Cosima Hawemann’s exhibition MirrorrorriM opens with a painting of a woman looking at herself in a large, round mirror:
“… a woman looks at herself in a mirror which she holds in her right hand. It is not a small hand mirror, but rather a wall mirror. She reaches out with her left hand to tilt it towards the light. The pose looks like an exaggerated posture from a silent movie. The subject is transferred to canvas using the Street Art stencil technique and then overpainted with acrylic glazes. The theme of the painting alludes to love in the times of self-promotion: love yourself, optimise yourself, show yourself, be completely narcissistic. The viewer could also read the work as a commentary on the selfie culture. In keeping with the times and in view of art history, one could consider Albrecht Dürer as the inventor of the selfie. With her work Spiegelung, Cosima Hawemann brings the modern self-portrait which is taken with and shared on mobile phones back into the realm of painting. Hawemann’s paintings contain many years of dialogue with art history: We subtly sense Edvard Munch, but we always recognize her individual approach to painting, inviting the viewer into a unique visual world which distinguishes between Image and Reality.”
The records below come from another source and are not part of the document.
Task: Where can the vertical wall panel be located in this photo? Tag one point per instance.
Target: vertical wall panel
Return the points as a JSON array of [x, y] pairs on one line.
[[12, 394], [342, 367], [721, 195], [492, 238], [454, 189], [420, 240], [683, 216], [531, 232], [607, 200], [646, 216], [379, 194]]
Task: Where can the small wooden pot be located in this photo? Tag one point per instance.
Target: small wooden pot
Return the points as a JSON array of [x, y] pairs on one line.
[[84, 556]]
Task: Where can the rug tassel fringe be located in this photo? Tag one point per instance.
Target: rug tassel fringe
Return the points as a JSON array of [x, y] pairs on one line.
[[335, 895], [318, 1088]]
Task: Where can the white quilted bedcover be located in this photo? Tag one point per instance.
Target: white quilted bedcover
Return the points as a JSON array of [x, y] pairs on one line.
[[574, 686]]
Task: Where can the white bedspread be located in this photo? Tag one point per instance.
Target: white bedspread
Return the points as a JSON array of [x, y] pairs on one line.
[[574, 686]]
In real life (IRL), however, the line between what is real and what is imagined has become less discernible. Building on her previous investigative series Doppelganger – the idea of a second, stage-managed public self – Hawemann goes further to question the ubiquitous vanity of our times and the construction of our Self: Am I who I show myself to be; or am I as others see me?
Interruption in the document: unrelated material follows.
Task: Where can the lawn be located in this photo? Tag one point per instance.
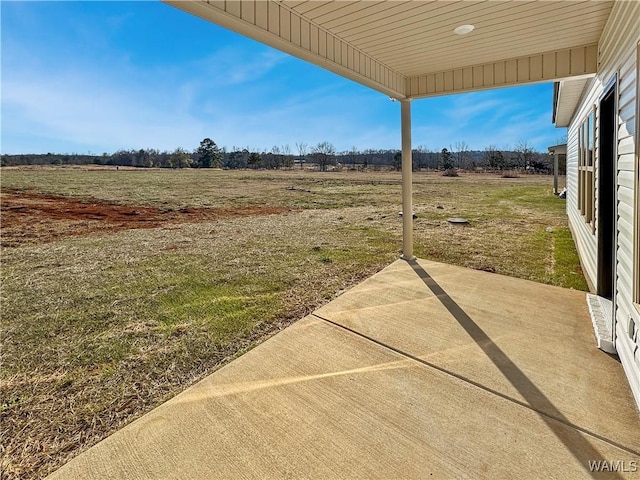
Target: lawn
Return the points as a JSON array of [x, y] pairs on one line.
[[106, 315]]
Vanity is as old as humanity itself. As a subset of pride, vanity falls under the deadliest of the Seven Deadly Sins and is closely tied to envy. It is a common theme throughout literature, including that most famous of fairy tales, Snow White: Mirror, mirror on the wall, who is the fairest of them all? The evil Queen’s vanity, which escalates to an all-consuming envy, leads to her death.
The advent of digital cameras and social media has allowed us to send limitless reflections of ourselves out to an infinite and mostly unknown audience. As the medium has evolved, we have become more adept at constructing our ‘best face forward’. At any time of day, people can be seen IRL unselfconsciously primping and preening in front of their cameras, alone or in company. Like Narcissus, we have become deeply infatuated with our own reflection. We take great pleasure in receiving the attentions of our admirers, measuring our self-worth by the number of Followers and Likes we garner. We allow ourselves to feel elevated when others profess to envy our achievements.
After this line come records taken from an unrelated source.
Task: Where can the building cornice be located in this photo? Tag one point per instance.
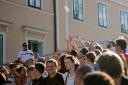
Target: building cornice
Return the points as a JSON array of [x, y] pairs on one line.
[[6, 23], [24, 6], [120, 3], [35, 29]]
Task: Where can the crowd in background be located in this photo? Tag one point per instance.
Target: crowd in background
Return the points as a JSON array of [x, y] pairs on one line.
[[86, 64]]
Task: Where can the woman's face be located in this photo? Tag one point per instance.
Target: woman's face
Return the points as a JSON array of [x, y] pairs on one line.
[[68, 64]]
Our unquenchable thirst for digital acknowledgement further blurs the line between Reality and Image: we begin to see things that don’t exist. Reflections become mirages. The constant barrage of staged and filtered images interferes with our bearings; other people’s Image becomes our Reality, so we must constantly up the ante to stay visible.
The majority of Hawemann’s paintings show her subjects gazing at their reflections or striking ‘Instagram-ready’, pseudo-celebrity or lifestyle poses. Her overlaying of glazes onto digital prints acts to distort the carefully constructed original images which she sources from popular media. By bringing the selfie back into the realm of painting, Hawemann exposes our vainglorious follies.
Through these paintings, Hawemann has tossed a stone into Narcissus’s pond, its rippled surface providing an opportunity for us to escape.